Neutrino Modelling in Friedmann Equation

Question

I'm trying to model neutrinos in the Friedmann Equation. I've covered the case of the Benchmark Model where we have matter, radiation, curvature, and the cosmological constant, Lambda. I know my coding of the Friedmann equation works because I get the correct plots at different parameters, as you'll see attached below.

Including neutrinos, the Friedmann Equation becomes

$$ \begin{eqnarray} H(z)^2 & = & H_0^2 \Big[ (\Omega_c + \Omega_b) ( 1 + z)^3 + \Omega_\gamma ( 1 + z) ^4 \\ & + & \Omega_{DE} ( 1 + z)^{3(1+w)} + \Omega_k ( 1 + z) ^2 + \frac{\rho_{\nu, tot}(z)}{\rho_{crit,0}} \Big]. \end{eqnarray} $$

To solve for the energy density as a function of the scale factor (or redshift), we can solve for the energy density by the following expression for the energy density of a single neutrino species:

$$ \rho_\nu (T_\nu) = \frac{g}{(2\pi)^3} \int \frac{\sqrt{p^2 + m^2}}{e^{p/T_\nu} + 1} d^3 p. $$

The energy density critical is $4870$ Mev/m$^3$. Energy density of the single species can be written as function of scale factor by writing the temperature as a function of scale factor. $T$ is simply the expression shown below divided by a:

In equation 17, we can write $d^3p$ as $4\pi p^2 dp$ and $g=2$ for a neutrino species. Another thing to notice is that (17) is written in natural units where $c = h = k = 1$. I've tried to fix the units and no matter what I do, the density parameter of the neutrino species is always very small (order of $10^{-9}$) where it should be between 0.0013 and 0.007 from Ryden, Intro to Cosmology equation (7.54).

I was really hoping someone can help me with the unit conversion from the natural units to the proper units. Everything else I've figured out, I just can't seem to fix the units for equation (17).

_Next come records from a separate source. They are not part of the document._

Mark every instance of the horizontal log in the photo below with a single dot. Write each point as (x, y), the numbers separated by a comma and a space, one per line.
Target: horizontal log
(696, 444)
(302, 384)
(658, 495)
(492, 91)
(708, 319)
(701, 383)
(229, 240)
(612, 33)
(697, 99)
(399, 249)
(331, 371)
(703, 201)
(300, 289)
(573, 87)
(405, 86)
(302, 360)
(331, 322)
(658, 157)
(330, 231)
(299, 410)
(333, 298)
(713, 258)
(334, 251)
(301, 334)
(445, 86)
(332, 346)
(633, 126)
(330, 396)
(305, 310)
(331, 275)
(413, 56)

Without neutrinos, I get the following plot consisting of various universe models, and they are correct so coding is not the problem. The problem is the unit conversion to proper SI units of (17).

Once I get the neutrinos figured out, I want to see how they affect the universe models. Any help is greatly appreciated!

Answer 1

The energy density of a Fermi gas is $$\rho_{\nu}= \int \rho(p)\ dp = \int E(p)F(p)g(p)\ dp $$ $$\rho_{\nu} = \int \left(\sqrt{p^2 c^2 + m^2 c^4}\right)\left(\exp (E/k_BT) + 1\right)^{-1} \left(g_s 4\pi p^2/h^3\right)\ dp$$ in units of energy per unit volume.

Before neutrino decoupling at $k_B T \sim 1$ MeV, the neutrinos are ultrarelativistic with $pc \gg m_{\nu}c^2$. After decoupling, the shape of the occupation index function $F(p)$ does not change - so $F(p) = \left(pc/k_BT_{\nu} +1\right)^{-1}$ in subsequent evolution.

Thus $$\rho_{\nu} = \frac{g_s c}{h^3} \int \frac{ \sqrt{p^2 + m_{\nu}^2c^2}} {\exp(pc/k_BT_{\nu}) +1}\ 4\pi p^2\ dp$$

I don't understand where your $(2\pi)^3$ comes from, other than to suggest that the unit system is actually $\hbar = 1$.